Two-thirds of Americans are overweight and one-third of us are obese. What in the heck are we doing playing something as physically demanding as tennis? Are we trying to reduce the health care burden on the economy? Have congressional Republicans really gone that far?
I’ve played tennis before. I was really good. All I had to do was hit it away from the other, similarly wheezing waddler on the other side of the net and the game was done.
Wait a minute, I’ve misused some lingo. The game wasn’t done. The point was done. Wait, no, the, uh…experience…was done? Or interval? Or set period of play to determine what anywhere from one eighteenth or one thirty fifth or goodness, I have no idea.
The scoring system in tennis is more arcane and unnecessarily complicated than the derivatives Wall Street was handing out in 2008. And that caused a multi-trillion dollar economic calamity. There are points that go from “love” to “15” to “30” to “40,” yet also can possible have “advantage” points where both players have forty points within the larger point.
Maybe it’s a large philosophical troll. It’s pointless while having too many points.

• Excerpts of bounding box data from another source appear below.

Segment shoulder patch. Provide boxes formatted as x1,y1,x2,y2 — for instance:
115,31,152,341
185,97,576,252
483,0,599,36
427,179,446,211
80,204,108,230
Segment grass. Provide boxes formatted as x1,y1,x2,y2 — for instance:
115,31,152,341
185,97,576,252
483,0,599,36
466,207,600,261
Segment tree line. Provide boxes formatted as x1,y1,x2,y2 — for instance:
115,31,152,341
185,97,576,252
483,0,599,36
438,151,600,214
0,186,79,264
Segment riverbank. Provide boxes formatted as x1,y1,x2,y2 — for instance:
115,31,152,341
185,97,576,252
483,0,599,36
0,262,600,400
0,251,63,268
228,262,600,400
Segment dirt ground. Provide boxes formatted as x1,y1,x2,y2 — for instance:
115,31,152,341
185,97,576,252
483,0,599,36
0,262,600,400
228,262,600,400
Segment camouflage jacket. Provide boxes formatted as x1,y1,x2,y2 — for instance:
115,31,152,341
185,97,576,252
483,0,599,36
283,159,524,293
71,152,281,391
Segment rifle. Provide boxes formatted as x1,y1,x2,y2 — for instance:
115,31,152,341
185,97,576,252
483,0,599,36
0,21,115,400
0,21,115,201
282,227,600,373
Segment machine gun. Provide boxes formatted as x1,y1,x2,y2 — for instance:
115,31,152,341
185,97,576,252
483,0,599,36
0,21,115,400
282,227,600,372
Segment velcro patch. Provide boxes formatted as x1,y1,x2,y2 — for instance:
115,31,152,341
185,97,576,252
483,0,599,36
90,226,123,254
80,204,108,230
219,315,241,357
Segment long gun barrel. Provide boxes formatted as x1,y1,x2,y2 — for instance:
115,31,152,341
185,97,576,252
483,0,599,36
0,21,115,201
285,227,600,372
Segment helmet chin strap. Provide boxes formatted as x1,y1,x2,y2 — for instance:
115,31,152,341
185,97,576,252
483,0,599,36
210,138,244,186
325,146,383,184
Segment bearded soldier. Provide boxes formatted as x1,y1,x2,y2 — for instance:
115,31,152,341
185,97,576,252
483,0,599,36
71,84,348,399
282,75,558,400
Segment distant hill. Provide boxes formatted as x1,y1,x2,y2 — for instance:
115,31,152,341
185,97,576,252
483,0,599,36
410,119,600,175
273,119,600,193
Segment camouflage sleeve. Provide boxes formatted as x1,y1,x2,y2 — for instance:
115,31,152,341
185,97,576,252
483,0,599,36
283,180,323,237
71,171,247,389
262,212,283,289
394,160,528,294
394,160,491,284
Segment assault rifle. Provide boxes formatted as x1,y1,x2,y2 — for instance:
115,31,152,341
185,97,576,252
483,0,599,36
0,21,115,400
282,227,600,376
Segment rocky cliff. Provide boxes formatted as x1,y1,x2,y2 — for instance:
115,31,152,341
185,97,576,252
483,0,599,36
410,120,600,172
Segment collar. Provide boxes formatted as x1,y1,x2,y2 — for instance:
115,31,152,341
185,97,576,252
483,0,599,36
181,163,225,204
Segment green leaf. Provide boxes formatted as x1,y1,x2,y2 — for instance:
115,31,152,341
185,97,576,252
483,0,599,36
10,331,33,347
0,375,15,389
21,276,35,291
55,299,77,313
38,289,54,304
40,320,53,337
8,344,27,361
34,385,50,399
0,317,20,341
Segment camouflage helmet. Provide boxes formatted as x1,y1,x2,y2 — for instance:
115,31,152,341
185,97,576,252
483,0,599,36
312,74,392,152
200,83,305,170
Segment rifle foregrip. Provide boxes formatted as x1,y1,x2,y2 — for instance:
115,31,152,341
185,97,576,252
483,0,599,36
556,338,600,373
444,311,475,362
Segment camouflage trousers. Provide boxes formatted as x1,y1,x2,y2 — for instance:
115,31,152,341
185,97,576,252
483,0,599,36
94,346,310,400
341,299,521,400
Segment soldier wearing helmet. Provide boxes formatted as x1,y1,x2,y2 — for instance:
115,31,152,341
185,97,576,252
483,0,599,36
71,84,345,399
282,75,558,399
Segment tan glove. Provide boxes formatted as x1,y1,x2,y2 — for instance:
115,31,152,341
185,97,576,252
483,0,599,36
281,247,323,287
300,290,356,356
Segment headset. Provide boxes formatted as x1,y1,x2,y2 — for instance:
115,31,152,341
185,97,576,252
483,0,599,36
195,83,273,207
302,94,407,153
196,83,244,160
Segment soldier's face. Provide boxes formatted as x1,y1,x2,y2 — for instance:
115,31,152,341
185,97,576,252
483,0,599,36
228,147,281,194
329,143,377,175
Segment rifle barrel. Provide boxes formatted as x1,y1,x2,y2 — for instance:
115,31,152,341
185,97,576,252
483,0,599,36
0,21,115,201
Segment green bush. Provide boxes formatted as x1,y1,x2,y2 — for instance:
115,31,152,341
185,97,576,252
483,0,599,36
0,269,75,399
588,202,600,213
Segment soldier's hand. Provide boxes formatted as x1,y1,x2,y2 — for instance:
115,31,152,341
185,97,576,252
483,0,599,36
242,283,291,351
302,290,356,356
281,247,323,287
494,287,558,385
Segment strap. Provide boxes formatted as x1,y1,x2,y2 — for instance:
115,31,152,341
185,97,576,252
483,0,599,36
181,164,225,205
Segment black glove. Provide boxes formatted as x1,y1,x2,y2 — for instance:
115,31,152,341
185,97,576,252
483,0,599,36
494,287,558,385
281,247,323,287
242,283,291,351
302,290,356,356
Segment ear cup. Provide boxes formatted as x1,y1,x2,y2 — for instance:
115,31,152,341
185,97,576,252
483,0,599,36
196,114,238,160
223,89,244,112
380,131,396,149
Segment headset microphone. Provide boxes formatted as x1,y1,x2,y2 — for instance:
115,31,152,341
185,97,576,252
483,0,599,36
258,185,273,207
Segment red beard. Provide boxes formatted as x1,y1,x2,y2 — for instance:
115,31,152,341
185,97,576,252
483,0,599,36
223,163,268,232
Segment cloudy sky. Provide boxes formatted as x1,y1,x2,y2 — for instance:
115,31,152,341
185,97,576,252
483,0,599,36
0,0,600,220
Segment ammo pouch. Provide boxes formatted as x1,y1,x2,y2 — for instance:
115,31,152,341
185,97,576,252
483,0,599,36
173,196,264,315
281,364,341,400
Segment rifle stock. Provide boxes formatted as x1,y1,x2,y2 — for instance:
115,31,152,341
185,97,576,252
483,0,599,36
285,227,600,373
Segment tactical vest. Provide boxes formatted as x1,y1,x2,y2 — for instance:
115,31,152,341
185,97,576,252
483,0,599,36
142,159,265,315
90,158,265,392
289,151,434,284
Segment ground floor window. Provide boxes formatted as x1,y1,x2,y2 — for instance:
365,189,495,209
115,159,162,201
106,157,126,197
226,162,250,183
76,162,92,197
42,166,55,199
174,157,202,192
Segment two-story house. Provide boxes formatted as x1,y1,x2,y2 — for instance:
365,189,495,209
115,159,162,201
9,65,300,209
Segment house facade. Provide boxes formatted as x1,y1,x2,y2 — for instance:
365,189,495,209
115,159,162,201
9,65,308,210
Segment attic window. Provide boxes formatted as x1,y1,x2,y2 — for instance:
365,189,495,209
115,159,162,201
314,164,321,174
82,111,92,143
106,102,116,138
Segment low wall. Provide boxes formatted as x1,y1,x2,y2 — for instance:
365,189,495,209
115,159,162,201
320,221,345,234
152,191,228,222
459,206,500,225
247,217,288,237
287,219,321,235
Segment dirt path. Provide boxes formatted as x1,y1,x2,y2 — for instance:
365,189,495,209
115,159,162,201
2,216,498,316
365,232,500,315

Continuing: after the larger point, though, the points add up to a game, which add up to a set, which add up to a match. I’m not going to go into it more because it’s really giving too much credence to a “sport” that exists to put spry young adults into hussy clothing. The only saving grace is that someone tricked David Foster Wallace into liking the sport, and he wrote some pretty awesome stuff about it.
Instead, though, I’m going to talk about the wonderful game of ping-pong, or table tennis, as you might know it. Now there’s a game for Americans.
You barely need to move to play, although players need quickness at the very high levels. A dude or lass can get by just by knowing how to spin the ball well.
You can wear a t-shirt and jeans while playing it without feeling like you’re going to be ostracized for wearing some ultra-conservative attire. Anybody can play it with the reasonable expectation of little exercise, and that’s a good thing.
Best of all, I think the United Kingdom actually have some decent players on the worldwide stage.
Last year, Andy Murray became the first Brit to win a Grand Slam title in some eighty years last year, and he only won the US Open, not Wimbledon, the de facto stomping grounds of the royal family.
So, really, I’m not sure why the Brits are still so gung-ho about this whole thing. Aren’t they sick of watching their home isle get perennially whipped by other European countries and the United States all the time? Isn’t that what the have soccer for?